Most cavalry units carried the shorter .45 S&W round in their SAAs, but modern archaeology has shown that Custer’s 7th Cavalrymen used the longer cartridges at the Little Bighorn. Anyway the difference in power wasn’t great. The government loaded the full-length .45s with 250-grain bullets over 30 grains of black powder. The shorter .45 S&W used 230-grain bullets and 28 grains of black powder.

At this point a normal person would be satisfied. But, what sort of “normal” person would become a gunwriter anyway? At SHOT Show 2005, I was visiting in the United States Firearms Manufacturing Company’s booth with their president, Doug Donnelly. My eyes fell on a Cavalry Colt in the display, and I had to ask, “Doug, what’s with that old Cavalry Colt mixed in with all your new guns?” His answer amazed me. “That’s one of ours” he said, “We’re offering a Custer Battlefield model, with antique finish.”

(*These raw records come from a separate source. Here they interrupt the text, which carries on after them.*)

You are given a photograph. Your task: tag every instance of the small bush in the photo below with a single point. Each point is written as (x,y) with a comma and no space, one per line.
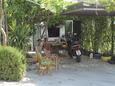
(12,64)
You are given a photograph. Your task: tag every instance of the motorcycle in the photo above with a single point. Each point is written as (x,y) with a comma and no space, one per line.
(75,51)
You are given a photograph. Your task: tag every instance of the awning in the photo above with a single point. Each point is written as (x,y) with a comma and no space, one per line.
(86,9)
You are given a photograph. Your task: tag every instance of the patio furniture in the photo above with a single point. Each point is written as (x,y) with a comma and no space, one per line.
(45,65)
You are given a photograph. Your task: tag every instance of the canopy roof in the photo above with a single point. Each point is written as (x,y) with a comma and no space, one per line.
(86,9)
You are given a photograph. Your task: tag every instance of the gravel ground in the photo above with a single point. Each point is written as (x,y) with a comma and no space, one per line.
(89,72)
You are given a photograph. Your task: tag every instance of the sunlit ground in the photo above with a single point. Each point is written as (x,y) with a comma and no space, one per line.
(89,72)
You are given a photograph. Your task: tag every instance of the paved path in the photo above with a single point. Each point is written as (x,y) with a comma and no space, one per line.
(89,72)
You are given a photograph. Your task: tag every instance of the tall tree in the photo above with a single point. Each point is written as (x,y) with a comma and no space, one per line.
(1,23)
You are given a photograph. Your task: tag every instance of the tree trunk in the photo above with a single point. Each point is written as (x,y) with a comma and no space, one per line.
(1,28)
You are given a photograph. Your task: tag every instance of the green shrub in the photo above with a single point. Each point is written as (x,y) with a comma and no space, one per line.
(12,64)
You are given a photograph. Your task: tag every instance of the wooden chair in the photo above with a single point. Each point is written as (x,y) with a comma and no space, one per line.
(45,65)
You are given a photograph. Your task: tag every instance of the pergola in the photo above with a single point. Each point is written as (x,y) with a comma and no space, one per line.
(86,9)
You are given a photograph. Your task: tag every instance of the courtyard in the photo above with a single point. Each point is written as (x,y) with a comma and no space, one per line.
(89,72)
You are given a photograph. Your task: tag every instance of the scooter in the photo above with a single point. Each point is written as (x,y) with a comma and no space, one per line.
(76,53)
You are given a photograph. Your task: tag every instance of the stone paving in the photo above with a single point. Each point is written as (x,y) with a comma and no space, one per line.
(89,72)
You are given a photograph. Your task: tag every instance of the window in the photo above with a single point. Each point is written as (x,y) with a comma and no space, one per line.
(53,32)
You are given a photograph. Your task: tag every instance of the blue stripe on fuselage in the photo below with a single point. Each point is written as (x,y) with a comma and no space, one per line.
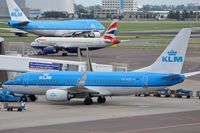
(115,79)
(60,25)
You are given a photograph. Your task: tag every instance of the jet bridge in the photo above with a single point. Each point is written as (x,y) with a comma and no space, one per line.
(3,74)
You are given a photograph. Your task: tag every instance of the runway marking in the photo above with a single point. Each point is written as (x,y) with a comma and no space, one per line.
(158,128)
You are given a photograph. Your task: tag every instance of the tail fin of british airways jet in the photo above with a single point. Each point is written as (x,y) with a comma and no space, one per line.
(172,59)
(111,32)
(16,13)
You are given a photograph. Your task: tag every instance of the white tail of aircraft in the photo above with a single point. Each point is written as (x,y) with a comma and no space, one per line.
(172,59)
(15,12)
(112,30)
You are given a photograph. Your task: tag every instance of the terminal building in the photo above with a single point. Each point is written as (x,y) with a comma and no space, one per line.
(34,8)
(113,8)
(122,5)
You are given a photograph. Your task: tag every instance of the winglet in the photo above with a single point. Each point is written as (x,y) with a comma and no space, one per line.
(191,74)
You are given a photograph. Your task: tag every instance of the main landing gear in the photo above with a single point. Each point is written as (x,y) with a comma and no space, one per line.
(101,99)
(89,101)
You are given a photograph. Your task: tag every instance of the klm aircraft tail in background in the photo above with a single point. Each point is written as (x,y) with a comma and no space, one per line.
(16,13)
(172,59)
(69,28)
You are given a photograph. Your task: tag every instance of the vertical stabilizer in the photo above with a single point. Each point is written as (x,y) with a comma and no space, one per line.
(172,59)
(15,12)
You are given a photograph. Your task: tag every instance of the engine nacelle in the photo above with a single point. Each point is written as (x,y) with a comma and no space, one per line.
(72,50)
(95,35)
(57,95)
(50,50)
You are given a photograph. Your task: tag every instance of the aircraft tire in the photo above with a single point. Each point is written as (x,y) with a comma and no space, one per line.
(23,99)
(64,54)
(101,99)
(88,101)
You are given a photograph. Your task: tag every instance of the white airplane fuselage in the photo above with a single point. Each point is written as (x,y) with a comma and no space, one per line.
(71,42)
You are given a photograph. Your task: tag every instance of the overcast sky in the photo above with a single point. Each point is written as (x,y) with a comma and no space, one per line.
(142,2)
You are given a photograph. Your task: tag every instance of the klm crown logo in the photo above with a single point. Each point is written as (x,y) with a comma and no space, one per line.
(172,57)
(45,76)
(16,13)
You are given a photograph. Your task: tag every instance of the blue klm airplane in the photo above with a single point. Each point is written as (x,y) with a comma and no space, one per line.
(64,86)
(52,28)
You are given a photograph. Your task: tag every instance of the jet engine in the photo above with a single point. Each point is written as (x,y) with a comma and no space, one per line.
(50,50)
(94,35)
(57,95)
(72,50)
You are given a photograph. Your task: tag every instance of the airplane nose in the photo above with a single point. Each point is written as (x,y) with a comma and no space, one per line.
(116,41)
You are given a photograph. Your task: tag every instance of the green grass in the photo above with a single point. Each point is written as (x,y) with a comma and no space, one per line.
(146,47)
(144,37)
(30,38)
(152,25)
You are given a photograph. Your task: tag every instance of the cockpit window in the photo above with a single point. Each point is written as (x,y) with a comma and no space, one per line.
(13,78)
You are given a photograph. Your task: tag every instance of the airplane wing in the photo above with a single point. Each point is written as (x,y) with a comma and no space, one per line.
(13,30)
(75,34)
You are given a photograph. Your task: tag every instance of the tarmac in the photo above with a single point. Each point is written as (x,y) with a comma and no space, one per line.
(127,114)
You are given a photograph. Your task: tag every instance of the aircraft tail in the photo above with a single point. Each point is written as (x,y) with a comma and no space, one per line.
(111,32)
(16,13)
(172,59)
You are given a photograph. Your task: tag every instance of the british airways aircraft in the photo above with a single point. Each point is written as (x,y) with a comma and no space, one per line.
(52,28)
(52,45)
(64,86)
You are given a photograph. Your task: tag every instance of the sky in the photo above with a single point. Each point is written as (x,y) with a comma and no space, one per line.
(142,2)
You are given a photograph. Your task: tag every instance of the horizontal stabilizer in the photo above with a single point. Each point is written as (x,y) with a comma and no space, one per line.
(15,12)
(172,77)
(24,23)
(191,74)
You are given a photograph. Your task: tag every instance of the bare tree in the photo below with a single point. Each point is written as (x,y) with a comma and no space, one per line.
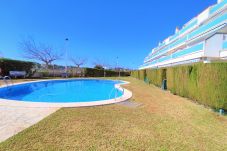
(39,52)
(78,62)
(101,65)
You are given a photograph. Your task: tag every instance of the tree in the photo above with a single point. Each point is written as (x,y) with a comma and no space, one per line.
(39,52)
(78,62)
(100,65)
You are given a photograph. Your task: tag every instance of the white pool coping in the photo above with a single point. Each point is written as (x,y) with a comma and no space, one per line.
(15,103)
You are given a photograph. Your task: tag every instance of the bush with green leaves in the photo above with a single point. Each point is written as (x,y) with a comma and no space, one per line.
(7,65)
(204,83)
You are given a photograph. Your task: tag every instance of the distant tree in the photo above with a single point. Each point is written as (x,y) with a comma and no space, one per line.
(1,55)
(78,62)
(39,52)
(99,67)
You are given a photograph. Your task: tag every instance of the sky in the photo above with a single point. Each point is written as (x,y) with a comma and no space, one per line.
(102,30)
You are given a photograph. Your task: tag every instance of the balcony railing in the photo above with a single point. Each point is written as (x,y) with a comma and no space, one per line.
(225,45)
(190,50)
(218,7)
(208,26)
(182,53)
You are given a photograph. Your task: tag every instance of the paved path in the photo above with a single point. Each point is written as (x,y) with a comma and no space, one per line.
(16,119)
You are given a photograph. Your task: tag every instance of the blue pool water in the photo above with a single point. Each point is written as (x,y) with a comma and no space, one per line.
(63,91)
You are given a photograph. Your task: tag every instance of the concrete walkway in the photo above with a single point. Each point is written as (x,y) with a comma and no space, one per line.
(15,119)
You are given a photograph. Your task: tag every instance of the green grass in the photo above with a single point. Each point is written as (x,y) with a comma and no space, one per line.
(164,122)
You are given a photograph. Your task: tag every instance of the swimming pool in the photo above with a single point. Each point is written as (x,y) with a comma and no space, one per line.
(63,92)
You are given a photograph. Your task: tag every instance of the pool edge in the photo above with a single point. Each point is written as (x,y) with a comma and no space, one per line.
(126,95)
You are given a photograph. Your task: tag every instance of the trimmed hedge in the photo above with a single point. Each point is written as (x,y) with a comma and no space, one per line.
(204,83)
(15,65)
(92,72)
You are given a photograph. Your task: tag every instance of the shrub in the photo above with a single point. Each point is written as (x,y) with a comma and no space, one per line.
(15,65)
(92,72)
(204,83)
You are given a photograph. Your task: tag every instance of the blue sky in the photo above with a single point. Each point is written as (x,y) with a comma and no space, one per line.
(97,29)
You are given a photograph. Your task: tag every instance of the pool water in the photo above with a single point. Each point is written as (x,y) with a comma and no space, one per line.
(63,91)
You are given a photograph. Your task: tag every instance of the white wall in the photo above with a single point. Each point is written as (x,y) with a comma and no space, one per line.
(213,46)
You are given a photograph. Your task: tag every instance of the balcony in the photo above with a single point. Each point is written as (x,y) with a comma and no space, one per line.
(224,45)
(217,7)
(209,26)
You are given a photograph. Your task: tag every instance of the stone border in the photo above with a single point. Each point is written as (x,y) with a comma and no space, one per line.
(126,95)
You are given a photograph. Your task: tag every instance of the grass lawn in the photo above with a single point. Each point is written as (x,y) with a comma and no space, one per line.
(163,122)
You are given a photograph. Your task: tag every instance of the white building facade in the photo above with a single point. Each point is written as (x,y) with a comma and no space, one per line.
(202,39)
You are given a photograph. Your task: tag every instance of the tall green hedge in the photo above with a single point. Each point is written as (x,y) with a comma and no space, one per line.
(92,72)
(7,65)
(205,83)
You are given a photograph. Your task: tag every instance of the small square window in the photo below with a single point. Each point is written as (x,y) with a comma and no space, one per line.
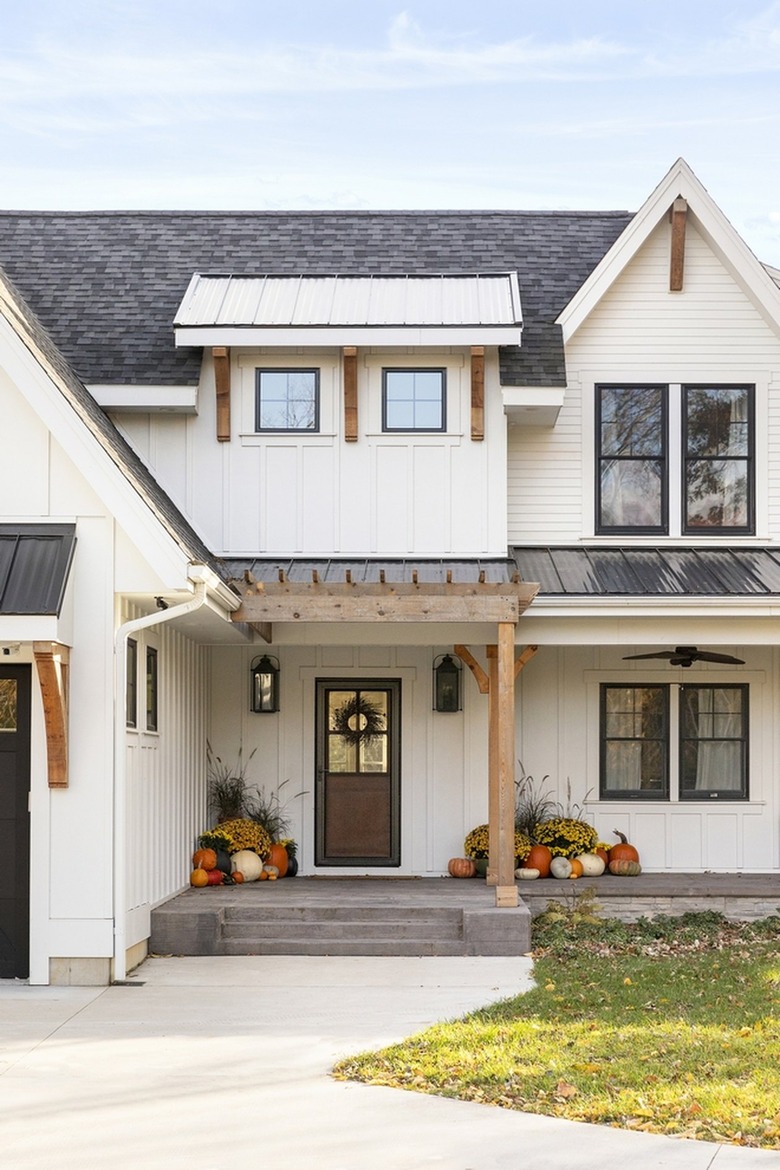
(414,399)
(287,400)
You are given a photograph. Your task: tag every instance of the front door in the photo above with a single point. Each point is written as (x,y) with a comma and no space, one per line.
(357,807)
(14,820)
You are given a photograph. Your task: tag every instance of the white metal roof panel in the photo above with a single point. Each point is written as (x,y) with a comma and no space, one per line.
(257,302)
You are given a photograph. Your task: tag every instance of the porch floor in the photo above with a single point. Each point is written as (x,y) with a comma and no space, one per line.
(423,915)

That did it. I ordered one on the spot, and in doing so I learned the buyer could even specify his own serial number as long as the number was in the range inspected by U.S. Army Ordnance Sub-Inspector Orville W. Ainsworth. That man inspected and stamped Colt SAAs at the factory in the era when they could have actually been issued to the 7th Cavalry prior to their fight at the Little Bighorn. Eagerly, I asked, “Has anyone taken the number 1876?” No they had not, and I got it!

 

At Last

 

A few days before this writing, my U.S. Firearms Custer Battlefield single action arrived. It’s all I had ever hoped for: the antique finish is dingy just like that original Colt SAA still on display at the battlefield’s museum. Sights, firing pin, ejector rod head and grips are perfect renditions of those items found on original “Cavalry Colts.” The “A” inspector’s stampings are precisely where they are supposed to be, as is the cartouche on the left side of the walnut grip, and the U.S. stamp on the frame’s left side.

Furthermore, it has that fantastic quality in regards to fit and lock-up the U.S. Firearms Company has gained such a positive reputation for. My only complaint about it is the bevels on the cylinder’s flutes are not quite as pronounced as with original 1870s vintage Colt SAAs.

Now at this point I’m supposed to describe just how tightly their test guns group. I’m not going to because I have never fired my USFA Custer Battlefield .45 for accuracy from a rest. There’s no reason since I intend to shoot it primarily as U.S. Cavalrymen did. That was with one hand because the other was needed for the horse’s reins.

Also it will almost always be fired with .45 S&W “Schofield” loads as most U.S. Colt SAAs were fired. Black Hills Ammunition makes a 230-grain .45 S&W factory load and I also handload 230-grain bullets in the .45 S&W cases over 5.3 grains of Hodgdon HP38. Both loads give about 730 to 750 fps from my USFA Custer Battlefield .45, and that’s precisely the power level given by original military loads. However, I should say that from 25 yards the USFA .45 prints groups about 4″ above point of aim and centered with my handloads, and about 2″ high and still centered with the Black Hills factory load. Remember that shooting was done from a one 2 handed standing position.

Interest in the horse cavalry of old has been a strong influence on my life. It even helped determine where I live and the types of guns I shoot. My onagain/off-again quest for a “Cavalry Colt” is over now, but it was sure fun during the nigh-on 40 years it lasted.